The high-level meeting in Brussels—“TB and European Health Security: The critical role of TB R&D in the context of antimicrobial resistance”—was hosted by the Ministry of Health, Welfare and Sport of the Netherlands and the Ministry of Foreign Affairs and International Development of France. It was organized by TBVI, TB Alliance, and Deutsche Stiftung Weltbevölkerung (DSW), a a global development NGO.
The high-level meeting precedes the Global Ministerial Conference on TB to be held in Moscow in November 2017 and the UN high-level meeting on TB in September 2018.
TB Alliance (Global Alliance for TB Drug Development)

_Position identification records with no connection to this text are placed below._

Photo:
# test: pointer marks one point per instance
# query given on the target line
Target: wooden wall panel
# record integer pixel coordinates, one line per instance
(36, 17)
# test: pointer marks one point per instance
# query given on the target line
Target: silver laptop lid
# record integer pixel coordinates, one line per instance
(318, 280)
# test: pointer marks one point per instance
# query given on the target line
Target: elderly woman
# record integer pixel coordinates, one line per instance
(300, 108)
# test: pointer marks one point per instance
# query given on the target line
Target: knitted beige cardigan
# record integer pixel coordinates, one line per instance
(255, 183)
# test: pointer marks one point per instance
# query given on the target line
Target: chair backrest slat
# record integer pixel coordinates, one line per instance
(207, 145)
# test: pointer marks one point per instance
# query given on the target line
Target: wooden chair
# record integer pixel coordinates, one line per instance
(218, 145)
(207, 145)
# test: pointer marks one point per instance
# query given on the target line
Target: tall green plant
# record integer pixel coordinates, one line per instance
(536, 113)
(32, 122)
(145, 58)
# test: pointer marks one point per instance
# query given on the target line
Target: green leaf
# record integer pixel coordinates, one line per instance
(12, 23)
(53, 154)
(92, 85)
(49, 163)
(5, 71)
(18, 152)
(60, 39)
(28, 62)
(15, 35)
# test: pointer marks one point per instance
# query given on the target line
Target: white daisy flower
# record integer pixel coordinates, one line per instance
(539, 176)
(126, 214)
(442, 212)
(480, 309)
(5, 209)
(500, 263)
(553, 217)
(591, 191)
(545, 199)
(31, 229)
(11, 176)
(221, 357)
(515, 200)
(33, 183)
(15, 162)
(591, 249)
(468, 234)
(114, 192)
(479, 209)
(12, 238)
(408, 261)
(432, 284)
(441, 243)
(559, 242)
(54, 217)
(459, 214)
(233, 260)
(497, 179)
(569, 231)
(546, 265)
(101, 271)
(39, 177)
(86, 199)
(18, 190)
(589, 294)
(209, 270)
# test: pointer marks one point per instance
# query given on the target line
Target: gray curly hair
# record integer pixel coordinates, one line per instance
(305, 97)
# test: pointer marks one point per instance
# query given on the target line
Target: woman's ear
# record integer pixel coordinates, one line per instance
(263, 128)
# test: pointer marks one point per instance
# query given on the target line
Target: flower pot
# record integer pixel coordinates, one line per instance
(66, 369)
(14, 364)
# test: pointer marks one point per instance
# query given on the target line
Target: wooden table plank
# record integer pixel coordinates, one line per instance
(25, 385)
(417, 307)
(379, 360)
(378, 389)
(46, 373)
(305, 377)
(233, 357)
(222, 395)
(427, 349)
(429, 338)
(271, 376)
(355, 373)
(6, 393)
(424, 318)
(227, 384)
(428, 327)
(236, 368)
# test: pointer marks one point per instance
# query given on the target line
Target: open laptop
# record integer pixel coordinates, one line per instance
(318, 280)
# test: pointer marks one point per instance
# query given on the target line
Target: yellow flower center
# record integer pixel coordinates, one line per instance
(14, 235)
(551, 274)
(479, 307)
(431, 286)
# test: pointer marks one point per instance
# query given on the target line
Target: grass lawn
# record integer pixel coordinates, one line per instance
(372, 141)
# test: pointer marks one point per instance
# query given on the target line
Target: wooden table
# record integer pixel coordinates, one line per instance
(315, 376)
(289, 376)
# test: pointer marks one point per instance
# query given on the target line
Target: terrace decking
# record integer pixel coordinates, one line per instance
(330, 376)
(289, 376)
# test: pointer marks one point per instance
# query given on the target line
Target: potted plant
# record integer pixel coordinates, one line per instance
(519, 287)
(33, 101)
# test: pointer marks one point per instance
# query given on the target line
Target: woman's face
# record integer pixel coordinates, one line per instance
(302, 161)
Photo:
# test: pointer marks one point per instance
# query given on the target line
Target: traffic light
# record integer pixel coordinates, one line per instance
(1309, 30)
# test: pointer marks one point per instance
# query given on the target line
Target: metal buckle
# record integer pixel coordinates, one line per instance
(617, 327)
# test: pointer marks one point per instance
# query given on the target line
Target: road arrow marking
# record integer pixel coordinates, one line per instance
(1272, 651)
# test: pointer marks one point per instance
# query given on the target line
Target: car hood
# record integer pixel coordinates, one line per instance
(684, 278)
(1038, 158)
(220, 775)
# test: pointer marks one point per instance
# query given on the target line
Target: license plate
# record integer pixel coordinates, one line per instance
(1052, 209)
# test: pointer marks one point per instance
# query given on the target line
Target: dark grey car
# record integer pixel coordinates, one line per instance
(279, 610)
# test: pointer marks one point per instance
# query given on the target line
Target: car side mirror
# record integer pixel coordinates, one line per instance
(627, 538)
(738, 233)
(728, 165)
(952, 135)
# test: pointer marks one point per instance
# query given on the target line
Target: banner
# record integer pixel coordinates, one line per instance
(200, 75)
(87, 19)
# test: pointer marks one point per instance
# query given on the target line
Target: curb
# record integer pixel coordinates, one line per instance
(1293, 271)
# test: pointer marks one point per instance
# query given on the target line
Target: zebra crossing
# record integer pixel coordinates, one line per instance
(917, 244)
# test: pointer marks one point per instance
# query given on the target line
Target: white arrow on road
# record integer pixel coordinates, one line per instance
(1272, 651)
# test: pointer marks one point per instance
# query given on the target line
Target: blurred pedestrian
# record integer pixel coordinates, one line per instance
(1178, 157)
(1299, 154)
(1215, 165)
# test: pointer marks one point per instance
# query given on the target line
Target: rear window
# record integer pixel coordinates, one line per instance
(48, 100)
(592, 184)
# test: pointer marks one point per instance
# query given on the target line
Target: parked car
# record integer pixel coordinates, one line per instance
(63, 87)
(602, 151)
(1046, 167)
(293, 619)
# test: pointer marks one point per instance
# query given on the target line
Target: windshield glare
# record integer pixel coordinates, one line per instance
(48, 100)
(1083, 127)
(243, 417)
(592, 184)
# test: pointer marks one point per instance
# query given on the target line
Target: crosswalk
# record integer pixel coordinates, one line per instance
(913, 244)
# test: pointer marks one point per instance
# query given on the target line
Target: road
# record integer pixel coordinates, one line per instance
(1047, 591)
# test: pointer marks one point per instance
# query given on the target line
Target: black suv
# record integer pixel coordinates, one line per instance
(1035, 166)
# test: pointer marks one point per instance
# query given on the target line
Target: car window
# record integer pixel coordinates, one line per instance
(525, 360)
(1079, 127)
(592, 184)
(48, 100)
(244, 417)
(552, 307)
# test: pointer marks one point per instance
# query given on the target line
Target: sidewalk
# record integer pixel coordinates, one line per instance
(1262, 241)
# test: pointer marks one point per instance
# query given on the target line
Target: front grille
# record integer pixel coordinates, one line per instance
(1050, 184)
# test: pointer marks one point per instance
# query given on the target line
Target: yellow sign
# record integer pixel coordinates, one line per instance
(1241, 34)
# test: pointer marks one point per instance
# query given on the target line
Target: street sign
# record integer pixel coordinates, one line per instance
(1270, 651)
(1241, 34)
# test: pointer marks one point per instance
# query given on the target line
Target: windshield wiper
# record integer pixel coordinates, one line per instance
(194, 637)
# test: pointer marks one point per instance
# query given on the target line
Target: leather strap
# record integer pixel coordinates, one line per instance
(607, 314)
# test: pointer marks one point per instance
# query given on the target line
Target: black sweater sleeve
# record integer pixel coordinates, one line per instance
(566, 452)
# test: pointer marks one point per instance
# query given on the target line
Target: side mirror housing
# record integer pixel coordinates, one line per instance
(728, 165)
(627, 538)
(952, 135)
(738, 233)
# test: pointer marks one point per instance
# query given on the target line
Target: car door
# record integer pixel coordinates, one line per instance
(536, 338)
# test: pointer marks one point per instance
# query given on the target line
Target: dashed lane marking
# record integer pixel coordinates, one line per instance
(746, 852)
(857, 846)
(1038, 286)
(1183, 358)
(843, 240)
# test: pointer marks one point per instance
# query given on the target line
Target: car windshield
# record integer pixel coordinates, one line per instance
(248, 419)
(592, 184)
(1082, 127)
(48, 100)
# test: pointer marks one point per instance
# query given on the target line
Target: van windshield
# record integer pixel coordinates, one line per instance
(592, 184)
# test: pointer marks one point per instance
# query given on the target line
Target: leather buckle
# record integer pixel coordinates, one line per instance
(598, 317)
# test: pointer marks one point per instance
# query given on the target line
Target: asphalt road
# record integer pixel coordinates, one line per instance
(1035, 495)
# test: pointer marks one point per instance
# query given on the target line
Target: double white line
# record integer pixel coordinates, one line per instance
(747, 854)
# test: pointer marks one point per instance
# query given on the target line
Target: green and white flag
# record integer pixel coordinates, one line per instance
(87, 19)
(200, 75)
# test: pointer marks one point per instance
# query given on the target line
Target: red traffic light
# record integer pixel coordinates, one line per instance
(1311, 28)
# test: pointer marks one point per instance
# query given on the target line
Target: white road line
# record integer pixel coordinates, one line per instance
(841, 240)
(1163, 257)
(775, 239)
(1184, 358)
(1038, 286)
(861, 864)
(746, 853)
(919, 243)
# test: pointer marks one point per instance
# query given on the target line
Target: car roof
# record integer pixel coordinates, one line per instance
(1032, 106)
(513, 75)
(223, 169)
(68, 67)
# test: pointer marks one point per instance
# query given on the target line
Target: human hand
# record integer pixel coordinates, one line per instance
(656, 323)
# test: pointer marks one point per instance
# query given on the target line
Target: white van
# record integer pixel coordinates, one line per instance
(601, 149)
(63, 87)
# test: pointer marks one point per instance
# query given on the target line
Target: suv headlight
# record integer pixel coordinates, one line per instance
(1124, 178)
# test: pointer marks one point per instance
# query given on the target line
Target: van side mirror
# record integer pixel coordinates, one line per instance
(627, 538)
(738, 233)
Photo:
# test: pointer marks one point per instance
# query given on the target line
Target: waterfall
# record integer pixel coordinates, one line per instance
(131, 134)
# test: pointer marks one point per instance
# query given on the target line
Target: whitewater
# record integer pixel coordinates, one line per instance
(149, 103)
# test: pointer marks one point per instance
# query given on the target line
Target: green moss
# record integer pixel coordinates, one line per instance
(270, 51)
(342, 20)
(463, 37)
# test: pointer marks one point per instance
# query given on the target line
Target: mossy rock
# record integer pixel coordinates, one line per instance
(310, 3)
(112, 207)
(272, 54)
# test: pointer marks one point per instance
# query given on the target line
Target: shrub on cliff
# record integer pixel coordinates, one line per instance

TB Alliance is a not-for-profit organization dedicated to finding faster-acting and affordable drug regimens to fight tuberculosis (TB). Through innovative science and with partners around the globe, we aim to ensure equitable access to faster, better TB cures that will advance global health and prosperity. TB Alliance operates with support from Australia’s Department of Foreign Affairs and Trade, Bill & Melinda Gates Foundation, Germany’s Federal Ministry of Education and Research through KfW, Global Health Innovative Technology Fund, Irish Aid, Indonesia Health Fund, National Institute of Allergy and Infectious Disease, Netherlands Ministry of Foreign Affairs, UNITAID, United Kingdom Department for International Development, United States Agency for International Development, and the United States Food and Drug Administration. For more information, please visit: www.tballiance.org
TuBerculosis Vaccine Initiative (TBVI)
The TuBerculosis Vaccine Initiative (TBVI) is a non-profit foundation that facilitates the discovery and development of new, safe and effective TB vaccines that are accessible and affordable for all people. As a Product Development Partnership (PDP), TBVI integrates, translates and prioritises R&D efforts to discover and develop new TB vaccines and biomarkers for global use. TBVI provides essential services that support the R&D efforts of its consortium partners – 50 partners from academia, research institutes and private industry in the TB vaccine field. For more information, please visit: www.tbvi.eu
Deutsche Stiftung Weltbevölkerung (DSW)
DSW focuses on the needs and potential of the largest youth generation in history. We are committed to creating demand for and access to health information, services and supplies, and to securing their right for a brighter future. We achieve this by engaging in gender sensitive advocacy, capacity development, and family planning initiatives. With our headquarters Germany, DSW maintains offices in Ethiopia, Kenya, Tanzania, and Uganda, as well as liaison offices in Berlin and Brussels. DSW also advocates for investment in research and innovation to fight poverty-related and neglected tropical diseases.